HS: You’re not suggesting, however, that companies are going to re-engineer their existing BI environments, are you?
PG: Not in the least. They’ve made significant investments in those infrastructures, and they still deliver significant benefits. Kognitio’s approach fits between the BI applications and Hadoop, providing all the well-known data interfaces to BI applications – they just change the connection. DBAs and power users can then create data model definitions that map straight onto the underlying data in the Hadoop data store.
Simple commands in Kognitio can then pull that data into RAM using full multi-threaded access, with the data remaining in RAM for as long as it’s needed. This allows users to define models as they need them, and obtain data from many supporting systems, including the data warehouse. This flexibility is perfect for the rapidly changing world of the data scientists. This is why we say that Kognitio is the perfect analytical accelerator capable of supporting complex SQL and NoSQL processing.
This can be of particular value when they’re using Hadoop. Unlike the less flexible data warehouse model, Hadoop data models are built on the concept of meeting the demand for data within minutes, using that data for a period of time and then discarding it. When you need it again, you take a copy of it again, moving it from a large, slow store to a much more nimble store, and build another model. I’m biased, but I think Kognitio meets that requirement to a “T.”
In that context, we provide what believe to be the perfect bridge between the traditional BI world and Hadoop stores.
HS: With speed and enhanced analytical capabilities being the end result?

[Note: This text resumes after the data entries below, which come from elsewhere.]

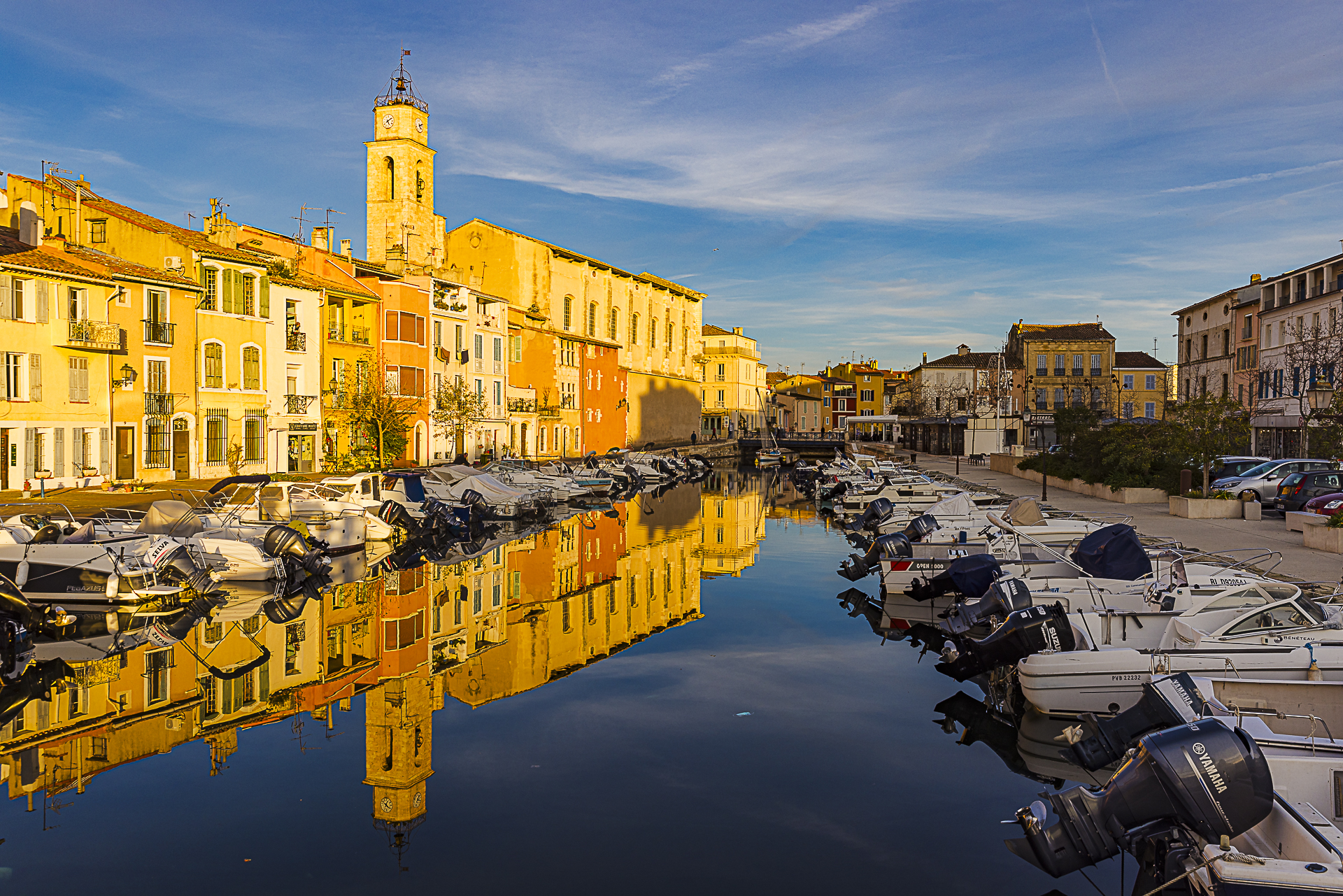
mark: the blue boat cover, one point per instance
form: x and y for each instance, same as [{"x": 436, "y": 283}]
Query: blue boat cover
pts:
[{"x": 1114, "y": 553}]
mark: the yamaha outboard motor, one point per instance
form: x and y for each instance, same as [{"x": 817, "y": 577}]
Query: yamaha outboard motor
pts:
[
  {"x": 1002, "y": 599},
  {"x": 1114, "y": 553},
  {"x": 893, "y": 546},
  {"x": 394, "y": 513},
  {"x": 1166, "y": 703},
  {"x": 164, "y": 634},
  {"x": 1024, "y": 633},
  {"x": 283, "y": 541},
  {"x": 173, "y": 562},
  {"x": 290, "y": 606},
  {"x": 972, "y": 576},
  {"x": 1202, "y": 777}
]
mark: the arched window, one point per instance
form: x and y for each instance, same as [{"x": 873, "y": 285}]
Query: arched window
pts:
[{"x": 252, "y": 367}]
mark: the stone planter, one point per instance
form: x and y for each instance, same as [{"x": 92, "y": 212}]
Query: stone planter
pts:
[
  {"x": 1205, "y": 508},
  {"x": 1323, "y": 538}
]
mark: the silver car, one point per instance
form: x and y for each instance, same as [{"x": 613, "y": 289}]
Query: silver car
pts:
[{"x": 1264, "y": 478}]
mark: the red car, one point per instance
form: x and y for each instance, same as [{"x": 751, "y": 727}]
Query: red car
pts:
[{"x": 1325, "y": 504}]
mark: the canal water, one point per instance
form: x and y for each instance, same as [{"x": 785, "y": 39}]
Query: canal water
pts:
[{"x": 661, "y": 699}]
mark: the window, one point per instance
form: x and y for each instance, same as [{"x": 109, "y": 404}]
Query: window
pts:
[
  {"x": 217, "y": 436},
  {"x": 210, "y": 301},
  {"x": 80, "y": 379},
  {"x": 254, "y": 437},
  {"x": 252, "y": 367},
  {"x": 214, "y": 366}
]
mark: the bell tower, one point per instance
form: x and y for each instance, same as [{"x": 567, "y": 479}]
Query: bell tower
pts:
[{"x": 403, "y": 232}]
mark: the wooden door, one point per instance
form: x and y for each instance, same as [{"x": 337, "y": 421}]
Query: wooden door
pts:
[
  {"x": 180, "y": 455},
  {"x": 125, "y": 453}
]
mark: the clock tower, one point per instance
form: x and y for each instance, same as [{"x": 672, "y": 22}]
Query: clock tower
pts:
[{"x": 403, "y": 232}]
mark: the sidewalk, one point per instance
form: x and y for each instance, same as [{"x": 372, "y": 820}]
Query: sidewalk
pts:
[{"x": 1268, "y": 534}]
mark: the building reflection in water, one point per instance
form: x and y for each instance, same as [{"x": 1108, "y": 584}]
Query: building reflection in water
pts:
[{"x": 520, "y": 616}]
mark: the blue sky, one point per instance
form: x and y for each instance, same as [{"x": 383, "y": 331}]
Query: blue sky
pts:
[{"x": 877, "y": 178}]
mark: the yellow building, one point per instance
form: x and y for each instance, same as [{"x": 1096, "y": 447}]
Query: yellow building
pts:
[{"x": 732, "y": 382}]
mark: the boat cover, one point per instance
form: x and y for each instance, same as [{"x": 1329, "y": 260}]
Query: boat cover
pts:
[
  {"x": 1025, "y": 512},
  {"x": 958, "y": 504},
  {"x": 1114, "y": 553},
  {"x": 171, "y": 518}
]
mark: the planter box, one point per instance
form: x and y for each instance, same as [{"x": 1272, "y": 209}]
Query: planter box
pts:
[
  {"x": 1322, "y": 538},
  {"x": 1207, "y": 508}
]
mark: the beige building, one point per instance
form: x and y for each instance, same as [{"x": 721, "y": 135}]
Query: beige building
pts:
[{"x": 732, "y": 382}]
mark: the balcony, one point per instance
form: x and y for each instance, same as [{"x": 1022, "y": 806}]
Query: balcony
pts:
[
  {"x": 97, "y": 335},
  {"x": 160, "y": 332},
  {"x": 299, "y": 404},
  {"x": 159, "y": 404}
]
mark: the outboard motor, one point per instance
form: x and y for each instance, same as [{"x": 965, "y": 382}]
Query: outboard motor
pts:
[
  {"x": 173, "y": 562},
  {"x": 1002, "y": 599},
  {"x": 888, "y": 546},
  {"x": 972, "y": 576},
  {"x": 394, "y": 513},
  {"x": 283, "y": 541},
  {"x": 290, "y": 606},
  {"x": 873, "y": 516},
  {"x": 1024, "y": 633},
  {"x": 1202, "y": 777},
  {"x": 164, "y": 634},
  {"x": 1166, "y": 703}
]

PG: Precisely. The world of business intelligence is evolving from queries to complex analytics. It’s moving from computing traditional aggregates to forecasting. Put another way, it’s driving the car looking out the windshield to see where you’re headed, instead of looking in the rear-view mirror, seeing where you’ve been. This requires computational effort and more than just plain SQL, Kognitio has put a lot of recent engineering effort into making any other language fully MPP and using SQL as the data management language – the language of choice for all BI users.
Going back to the analogy that we mentioned off the top…keep in mind that once the railroads came in, they established a sense of order that numbered the days of the Wild West. In the same fashion, you can think of Hadoop as establishing a similar sense of forward-thinking order, which is democratizing BI, and making it available to far more people and firms.
We’ll be at the Hadoop Summit, where Kognitio is a Platinum Sponsor. Feel free to drop by our booth. We’ll be talking about the Wild West, but we’ll leave the six-shooters at home.
HS: Thanks! And best of luck with your session.
Paul Groom is a Big Data Advocate (he hates the word “Guru”) with 20+ years working with MPP Database Design, Business Intelligence, Data Warehousing, and what was called simply ‘VLDBs’ (Very Large Databases) since the time of Briton Lee, a foundational technology that became part of Teradata. A cartographer by education, he has worked for the British Government and has broken the Amazon Cloud (no major damage). Paul brings practical client experience from tens of thousands of hours building new analytical solutions with MPP and in-memory DBs plus ingenuity to his role as Chief Innovation Officer at Kognitio.